When Cornet was a young boy growing up on the outskirts of our Nairobi site in Kenya, he always dreamed of achieving an education of his own, something many of his family members and peers didn’t have access to. Even though he worked incredibly hard throughout school, he struggled to make ends meet for both his academic and family life, and couldn’t afford to continue his studies after high school.
Last year, when Cornet learned of Chalice’s Business Entrepreneurship Program at our Nairobi site through a friend, he attended conferences to learn more about business management. He started attending regularly, and soon applied to pitch his small business idea to our site to be considered for funding. He came fully prepared with hopes that he would emerge successful; and he did! He received a total of $1031 CAD to start a small cyber café! He purchased two desktop computers, a photocopier, a scanner with a printer, a binding machine, chairs, and a desk.
Cornet’s business is unique as he caters his prices to needy students within the community. Many students can’t afford computers to complete their schoolwork, and many schools lack equipment or books. His business allows students to use computers and printing services at an accessible price, allowing them to complete their education without lofty barriers. He also offers services such as the delivery of documents and projects to the client’s doorstep!
So far, Cornet’s business has been a great success. He’s been able to expand his business by purchasing a laptop, extra tables, and a bulk supply of printer paper.

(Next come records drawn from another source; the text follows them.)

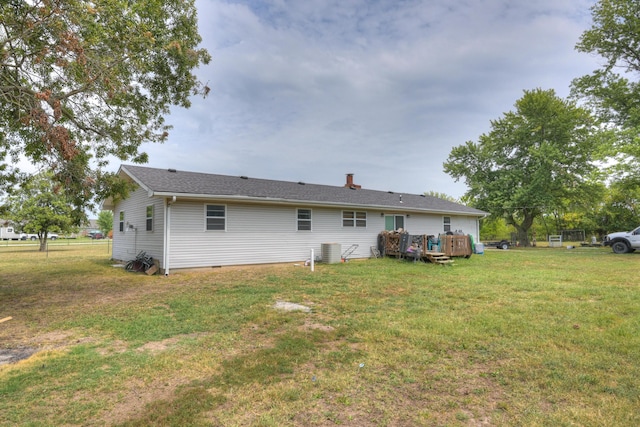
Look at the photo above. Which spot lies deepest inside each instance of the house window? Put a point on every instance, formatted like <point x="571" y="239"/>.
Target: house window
<point x="150" y="218"/>
<point x="393" y="222"/>
<point x="216" y="217"/>
<point x="304" y="219"/>
<point x="354" y="219"/>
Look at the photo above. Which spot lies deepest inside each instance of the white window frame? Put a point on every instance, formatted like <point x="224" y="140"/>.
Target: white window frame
<point x="300" y="221"/>
<point x="350" y="219"/>
<point x="206" y="217"/>
<point x="446" y="223"/>
<point x="395" y="221"/>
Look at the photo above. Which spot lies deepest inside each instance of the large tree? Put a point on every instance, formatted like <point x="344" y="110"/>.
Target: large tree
<point x="613" y="91"/>
<point x="535" y="159"/>
<point x="85" y="81"/>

He’s so happy that with his income, he’s able to offer some support to his family.
The COVID-19 pandemic brought about some significant changes in Cornet’s community. Cornet moved his cyber café from a rental shop to his own home in order to save money during the lockdown. With that came new ideas as he vowed to serve the community through printing and providing free educational materials for struggling primary, secondary and university students.
“Cornet works very hard and keeps our site updated with his progress regularly,” say Odhiambo Mark, a social worker from our Nairobi site. “We are all proud of him!”